Giovani Dos Santos celebrates after scoring a goal for Mexico at the 2014 World Cup

Credit:

REUTERS/Marcelo Del Pozo

A new player is coming to Major League Soccer, and I’m excited to see him.

He is Giovani dos Santos, a star on the Mexican men’s national soccer team for years and someone the Los Angeles Galaxy have long tried to lure to California. Now the team has succeeded.

Dos Santos is an attacking midfielder with lots of flashy flair. He joins the Galaxy for a reported $7 million transfer fee from Villareal, a team in Spain’s top professional league. But he grew up in Barcelona’s youth system, the same soccer factory that gave us superstar Lionel Messi. Dos Santos also represented Mexico at two World Cups and at the 2012 London Olympics, where the Mexican squad won the gold.

Still, lots of players with gilded resumes join MLS these days. So what’s the big deal about Gio, as they call him south of the border?

Well, for one thing he’s just a fun player to watch, immensely talented and capable of electrifying a soccer match all by himself.  He’s one of those skilled players who seem to have the ball glued to his feet as he dribbles, and who likes to try things the hard way because they are more beautiful that way. They don’t call it the beautiful game for nothing.

But there are other talented players who are coming to MLS this year, like Gio’s new teammate at the Galaxy, Liverpool’s longtime skipper Steven Gerrard. And Italian master tactician Andrea Pirlo, who is joining New York City F.C. this season too. Both of them are living football legends.

Collectively, all these star-studded arrivals signal a big jump in quality for Major League Soccer. Up until recently, MLS was a reputation as a much lesser league when compared with England’s Premier League, Spain’s La Liga and Italy’s Serie A. Now each of those leagues is sending legitimate stars to America. That’s great news for MLS fans.

But Gio has something those other two greats don’t: youth. Gerrard is 35, while Pirlo is 36. Both are the twilight of their careers. Back in England and Italy, you could tell they were slowing down.

Dos Santos, on the other hand, is just 26 and at the top of his game. His arrival has nothing to do with the old stereotype of the aging international star looking for a backwater league hoping to extend his playing days before retirement. In fact, Dos Santos coming to MLS means the league now attracts top young talent with a lot still left to prove, and more World Cups to play. Again, good news for American soccer fans.

And then there’s the fact that Giovani dos Santos is from Mexico, and adored by millions of Mexican fans. That’s perhaps the most significant part of all this for his new employers.

The LA Galaxy may be the top team in MLS, and the most star-studded already. But it has a marketing problem: it doesn’t attract as many Latino fans as it should in a city like Los Angeles. 

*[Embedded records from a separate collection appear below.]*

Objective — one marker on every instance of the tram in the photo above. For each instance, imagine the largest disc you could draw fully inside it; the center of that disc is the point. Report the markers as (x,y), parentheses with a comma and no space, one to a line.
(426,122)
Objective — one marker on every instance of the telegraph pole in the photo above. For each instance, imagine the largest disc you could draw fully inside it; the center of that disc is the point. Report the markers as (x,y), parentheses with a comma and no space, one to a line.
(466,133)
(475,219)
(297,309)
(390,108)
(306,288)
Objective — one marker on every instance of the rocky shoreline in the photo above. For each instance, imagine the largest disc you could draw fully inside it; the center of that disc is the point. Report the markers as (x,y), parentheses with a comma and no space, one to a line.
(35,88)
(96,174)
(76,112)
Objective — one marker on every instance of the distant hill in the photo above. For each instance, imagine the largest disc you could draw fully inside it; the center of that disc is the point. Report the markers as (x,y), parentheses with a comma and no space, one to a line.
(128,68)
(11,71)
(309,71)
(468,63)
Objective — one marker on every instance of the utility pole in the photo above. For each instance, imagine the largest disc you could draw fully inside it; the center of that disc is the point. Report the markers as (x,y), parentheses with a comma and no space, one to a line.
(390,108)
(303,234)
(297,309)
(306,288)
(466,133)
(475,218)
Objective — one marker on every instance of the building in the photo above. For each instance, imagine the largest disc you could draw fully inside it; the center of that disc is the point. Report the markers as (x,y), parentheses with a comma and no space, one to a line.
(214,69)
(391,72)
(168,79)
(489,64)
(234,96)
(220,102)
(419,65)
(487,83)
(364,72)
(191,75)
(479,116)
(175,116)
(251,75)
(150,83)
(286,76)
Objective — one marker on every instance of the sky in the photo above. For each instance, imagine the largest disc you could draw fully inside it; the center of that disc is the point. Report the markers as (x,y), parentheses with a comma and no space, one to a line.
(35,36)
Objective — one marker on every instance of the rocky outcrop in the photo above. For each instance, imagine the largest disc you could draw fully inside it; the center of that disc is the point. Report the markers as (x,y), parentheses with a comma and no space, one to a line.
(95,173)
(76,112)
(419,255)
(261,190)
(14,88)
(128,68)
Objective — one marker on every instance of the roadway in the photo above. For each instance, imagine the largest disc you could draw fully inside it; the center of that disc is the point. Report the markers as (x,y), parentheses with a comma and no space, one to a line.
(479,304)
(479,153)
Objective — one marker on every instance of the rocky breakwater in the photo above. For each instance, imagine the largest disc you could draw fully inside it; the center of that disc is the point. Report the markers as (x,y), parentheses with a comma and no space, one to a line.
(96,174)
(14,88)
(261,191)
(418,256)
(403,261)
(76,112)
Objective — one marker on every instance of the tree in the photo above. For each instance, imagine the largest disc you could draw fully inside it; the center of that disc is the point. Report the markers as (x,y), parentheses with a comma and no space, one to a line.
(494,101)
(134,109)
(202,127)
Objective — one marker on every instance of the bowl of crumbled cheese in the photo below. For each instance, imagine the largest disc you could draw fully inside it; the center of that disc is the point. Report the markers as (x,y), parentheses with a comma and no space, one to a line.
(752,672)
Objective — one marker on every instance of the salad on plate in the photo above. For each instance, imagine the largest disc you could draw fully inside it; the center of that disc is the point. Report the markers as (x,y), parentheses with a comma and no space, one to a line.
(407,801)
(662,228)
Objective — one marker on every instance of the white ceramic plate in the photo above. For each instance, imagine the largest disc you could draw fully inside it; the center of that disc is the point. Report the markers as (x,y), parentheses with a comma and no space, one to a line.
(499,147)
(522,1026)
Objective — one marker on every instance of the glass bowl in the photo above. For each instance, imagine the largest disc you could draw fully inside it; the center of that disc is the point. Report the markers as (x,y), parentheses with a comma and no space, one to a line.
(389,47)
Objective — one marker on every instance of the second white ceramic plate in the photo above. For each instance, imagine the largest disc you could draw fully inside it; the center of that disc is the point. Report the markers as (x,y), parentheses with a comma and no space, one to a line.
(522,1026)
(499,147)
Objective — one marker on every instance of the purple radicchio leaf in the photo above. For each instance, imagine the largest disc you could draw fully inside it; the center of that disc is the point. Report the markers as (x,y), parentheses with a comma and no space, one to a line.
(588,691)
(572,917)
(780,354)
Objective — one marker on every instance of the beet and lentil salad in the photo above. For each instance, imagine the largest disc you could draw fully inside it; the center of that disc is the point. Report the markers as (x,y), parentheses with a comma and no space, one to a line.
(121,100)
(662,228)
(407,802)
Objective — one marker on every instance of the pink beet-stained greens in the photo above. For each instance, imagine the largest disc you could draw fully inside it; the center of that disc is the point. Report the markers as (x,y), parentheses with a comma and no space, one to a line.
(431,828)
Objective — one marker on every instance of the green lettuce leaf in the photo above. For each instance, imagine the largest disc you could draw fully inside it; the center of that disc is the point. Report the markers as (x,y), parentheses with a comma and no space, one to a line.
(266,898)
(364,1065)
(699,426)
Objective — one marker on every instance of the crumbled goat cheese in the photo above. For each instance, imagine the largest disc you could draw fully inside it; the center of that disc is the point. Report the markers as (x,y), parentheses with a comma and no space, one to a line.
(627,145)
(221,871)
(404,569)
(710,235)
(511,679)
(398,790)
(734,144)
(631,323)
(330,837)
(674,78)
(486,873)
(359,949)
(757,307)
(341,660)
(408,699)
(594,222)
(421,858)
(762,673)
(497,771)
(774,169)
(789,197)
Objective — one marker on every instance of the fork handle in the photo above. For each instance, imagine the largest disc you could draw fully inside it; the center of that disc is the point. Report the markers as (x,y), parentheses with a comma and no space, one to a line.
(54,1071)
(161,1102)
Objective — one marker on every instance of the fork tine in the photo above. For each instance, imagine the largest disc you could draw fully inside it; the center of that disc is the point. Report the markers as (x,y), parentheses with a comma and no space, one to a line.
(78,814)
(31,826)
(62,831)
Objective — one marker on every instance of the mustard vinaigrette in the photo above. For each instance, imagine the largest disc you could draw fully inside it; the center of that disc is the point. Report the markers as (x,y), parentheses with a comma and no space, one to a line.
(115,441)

One reason for that is cultural. Many Mexican Americans are deeply attached to their roots, and that includes the soccer teams that their families in Mexico have long rooted for. So they were more likely to watch those teams on TV than head to the nearest stadium.

Another reason is historical. There used to be another L.A. team in MLS, Chivas USA. Originally, it was a subsidiary of one of Mexico’s most beloved soccer brands, las Chivas de Guadalajara. And their marketing approach was all about Mexican Americans. Unfortunately for MLS, the team itself was plagued by problems for years and never really took off. And last year, the league shut it down. Meanwhile the L.A. Galaxy was winning trophies — but not the hearts of most Mexican Americans in L.A.

That has already started to change with the signing of Giovani dos Santos. Fans in Los Angeles are excited to finally have a Mexican hero to root for. And as a native of Mexico myself, so am I.